We are no other than a moving row

Of visionary shapes that come and go

Round with this Sun-illumin'd Lantern held

In Midnight by the Master of the Show;

 

Impotent pieces of the Game he plays

Upon this Chequer-board of Nights and Days;

Hither and thither moves and checks and slays;

And one by one back in the Closet lays.

 

But there was one rule they'd forgotten: Stale Mate. Here he was, same old daily routine and it was utterly futile. He was tired. What would be left when he was gone? What would his legacy be? Why was he even worried about the future? If only he could relax, make the most of the now. Just have fun. But then the social conditioning kicked in: it is one's duty to work hard for a successful career! No, it wasn't good enough. He just found it all so tiresome; boring.
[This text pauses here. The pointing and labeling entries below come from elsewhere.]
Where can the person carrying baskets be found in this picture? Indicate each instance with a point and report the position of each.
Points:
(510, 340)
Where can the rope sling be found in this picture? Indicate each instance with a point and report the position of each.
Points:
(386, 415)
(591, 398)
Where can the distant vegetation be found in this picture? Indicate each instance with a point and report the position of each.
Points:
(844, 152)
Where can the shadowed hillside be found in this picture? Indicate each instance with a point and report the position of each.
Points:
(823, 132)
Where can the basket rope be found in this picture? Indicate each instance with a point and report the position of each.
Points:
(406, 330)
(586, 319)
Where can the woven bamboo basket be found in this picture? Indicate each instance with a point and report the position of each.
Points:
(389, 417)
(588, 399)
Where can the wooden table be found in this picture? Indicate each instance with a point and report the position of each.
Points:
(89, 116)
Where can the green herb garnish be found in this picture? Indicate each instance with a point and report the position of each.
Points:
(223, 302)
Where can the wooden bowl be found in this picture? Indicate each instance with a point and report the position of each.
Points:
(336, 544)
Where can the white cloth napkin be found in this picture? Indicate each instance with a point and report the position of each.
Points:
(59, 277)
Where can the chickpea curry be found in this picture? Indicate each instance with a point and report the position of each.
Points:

That's not to say he NEVER had fun but these good times seemed scant consolation for the tedium that was so often his to endure. Then again perhaps the fault was his own. He wasn't known for his enthusiasm, that was for sure. His life was a dull routine? Well it was about to change.

 

It is said that one only gets out of life what one puts in. He must make more effort. Death, we are told, is the ultimate sacrifice – or to put it another way, the greatest effort one could make. So the most we can hope for from life is death. A suicide solution – what a lot we have to look forward to. He knew what he had to do.

 

* * *

 

The Old Man shook his head. This had never happened before and as the situation unfolded before his eyes he could hardly believe what he saw. This was not a game. This was humiliation. He looked desperately at the board – there was no escape. The Young Man was smiling, he'd waited a long time for this day. There was nothing more the Old Man could do. It was time to step down. Sadly he let the weight of his hand topple the king. Somewhere in the city an unknown man fell to an unnoticed death as the chess piece fell from the board.

 

ludus non nisi sanguineus

 

Unnoticed that is except by Rob. Rob intended to learn from this all too tangible sign that he had been given. Rob was not going to be another statistic. He was going to sort this out. Rob resigned and then the hopelessness of his situation really hit home.